The first stage is obvious – how many perfect squares are there with the pattern EEN. I immediately thought of 225, but let’s list them to be sure:

      (10↓⍳31)*2
121 144 169 196 225 256 289 324 361 400 441 484 529 576 625 676 729 784 841 900 961

Damn, forgot about 441. However there are only two of these, so we have only two choices for E and N. Let’s go with E=2, N=5 and see how we fare. Here are the candidates for NEGEN, created by copy/paste in the session:

    2⍕ 52025 52125 52225 52325 52425 52525 52625 52725 52825 52925 * 0.5
 228.09 228.31 228.53 228.75 228.97 229.18 229.40 229.62 229.84 230.05

Nope, none of those look very integer. Let’s try E=4, N=1 and play the same game:

    2⍕ 14041 14141 14241 14341 14441 14541 14641 14741 14841 14941 * 0.5
118.49 118.92 119.34 119.75 120.17 120.59 121.00 121.41 121.82 122.23

    121*2
14641

Got it! Now we just need a 4-digit perfect square with 4 as the third digit. There are only 9000 or so candidates, but at this point a bit of computer assistance is quite welcome!

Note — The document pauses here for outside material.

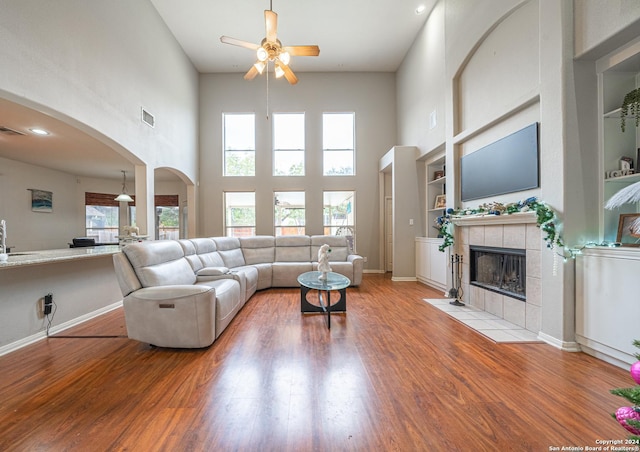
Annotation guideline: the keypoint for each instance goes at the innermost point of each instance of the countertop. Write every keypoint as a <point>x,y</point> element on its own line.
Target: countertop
<point>19,259</point>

      qq← (4=( 10 10 10 10⊤ (⍳9999))[3;])/⍳9999
      ⍴qq
1000
      qq/⍨←qq>1000
      ⍴qq
900
      qq/⍨  {⍵=⌊⍵} qq*0.5
1444 1849 3249 3844 5041 6241 7744 8649

Visual inspection (and the backspace key) can do the rest. Anything with repeated digits is out of it, for starters. Then we can remove anything with 1 or 6 as these are already allocated other letters. So the answer is ...

 ( 3249  × 441 × 14641 )*0.5
144837

No, I didn’t win the £15 book token, but at least I could paste my entry directly from the APL session to save a bit of typing in Outlook. It really was rather a simple one, and they must have had plenty of correct solutions.